Der Vereinsboss nannte noch ein anderes heikles Thema, das ihn Stimmen gekostet habe: Kapitalmaßnahmen. Alle Protagonisten machten deutlich, dass der Fußball-AG frisches Geld zugeführt werden müsse. Zu unwägbar sind die bevorstehenden Entwicklungen, zu schlecht die aktuellen Kennzahlen: Verlust durch Corona 80 Millionen Euro, Verbindlichkeiten 30 Millionen, Eigenkapital abgeschmolzen von 60 auf sechs Millionen. »Das ist eine dramatische Situation, um den Risiken der Zukunft begegnen zu können«, sagte Finanzvorstand Oliver Frankenbach.

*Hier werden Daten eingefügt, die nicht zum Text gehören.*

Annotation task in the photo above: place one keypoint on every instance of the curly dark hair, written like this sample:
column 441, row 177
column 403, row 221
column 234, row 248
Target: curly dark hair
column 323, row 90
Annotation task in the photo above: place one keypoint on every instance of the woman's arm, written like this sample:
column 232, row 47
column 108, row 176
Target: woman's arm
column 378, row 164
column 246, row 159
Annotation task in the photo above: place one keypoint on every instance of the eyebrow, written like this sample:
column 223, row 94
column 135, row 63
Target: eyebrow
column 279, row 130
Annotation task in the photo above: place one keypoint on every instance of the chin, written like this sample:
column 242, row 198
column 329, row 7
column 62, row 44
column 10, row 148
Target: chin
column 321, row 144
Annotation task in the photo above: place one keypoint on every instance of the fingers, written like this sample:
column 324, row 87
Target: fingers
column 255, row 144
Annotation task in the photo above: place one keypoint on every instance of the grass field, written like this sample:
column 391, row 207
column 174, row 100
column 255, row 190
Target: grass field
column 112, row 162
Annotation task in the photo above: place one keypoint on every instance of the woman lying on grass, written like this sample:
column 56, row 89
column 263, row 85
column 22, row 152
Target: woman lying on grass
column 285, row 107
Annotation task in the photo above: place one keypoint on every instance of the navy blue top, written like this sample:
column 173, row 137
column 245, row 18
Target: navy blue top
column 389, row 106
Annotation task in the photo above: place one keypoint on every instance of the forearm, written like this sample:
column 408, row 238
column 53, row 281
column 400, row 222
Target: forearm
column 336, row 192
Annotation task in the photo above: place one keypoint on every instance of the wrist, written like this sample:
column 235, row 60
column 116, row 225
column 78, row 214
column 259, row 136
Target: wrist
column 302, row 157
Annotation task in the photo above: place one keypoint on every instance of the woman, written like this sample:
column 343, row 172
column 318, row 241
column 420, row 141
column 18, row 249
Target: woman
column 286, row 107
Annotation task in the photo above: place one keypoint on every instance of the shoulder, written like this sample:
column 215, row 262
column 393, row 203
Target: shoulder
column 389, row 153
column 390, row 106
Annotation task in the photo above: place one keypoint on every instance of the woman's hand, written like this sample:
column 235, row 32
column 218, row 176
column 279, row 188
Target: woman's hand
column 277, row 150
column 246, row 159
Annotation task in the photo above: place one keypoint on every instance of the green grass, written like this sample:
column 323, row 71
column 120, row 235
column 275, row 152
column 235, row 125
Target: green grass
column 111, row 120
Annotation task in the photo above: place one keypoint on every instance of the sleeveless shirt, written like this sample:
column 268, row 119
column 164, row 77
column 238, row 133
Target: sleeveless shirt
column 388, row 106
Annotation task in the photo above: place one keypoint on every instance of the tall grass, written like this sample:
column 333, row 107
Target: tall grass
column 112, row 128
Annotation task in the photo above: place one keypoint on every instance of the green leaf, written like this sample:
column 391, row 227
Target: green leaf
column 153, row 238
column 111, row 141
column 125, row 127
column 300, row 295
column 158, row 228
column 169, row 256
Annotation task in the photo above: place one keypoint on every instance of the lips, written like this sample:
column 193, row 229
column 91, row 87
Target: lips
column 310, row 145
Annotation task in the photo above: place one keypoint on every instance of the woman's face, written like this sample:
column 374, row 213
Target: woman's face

Daher rate er im Namen des Vorstands dringend zu einer Kapitalerhöhung. Dem Vernehmen nach hat es ein Angebot eines Geldgebers gegeben, der im ersten Schritt 40 Millionen Euro in die Fußball-AG pumpen, aber im Gegenzug entsprechende Anteile erhalten wollte, was dazu geführt hätte, dass die anderen Eigner hätten abspecken müssen - auch der Mutterverein, der zurzeit 67,89 Prozent hält. Ein Vorgehen, das die Basis kritisch sieht. Einem Dringlichkeitsantrag von Sebastian Braun stimmten sie mit großer Mehrheit zu. Demnach solle der eingetragene Verein nie weniger als 60 Prozent der Anteile halten und ein Investor nicht mehr als 24,9 Prozent besitzen dürfen, um eine Sperrminorität zu vermeiden. Nichts fürchten die Mitglieder mehr als Fremdbestimmung.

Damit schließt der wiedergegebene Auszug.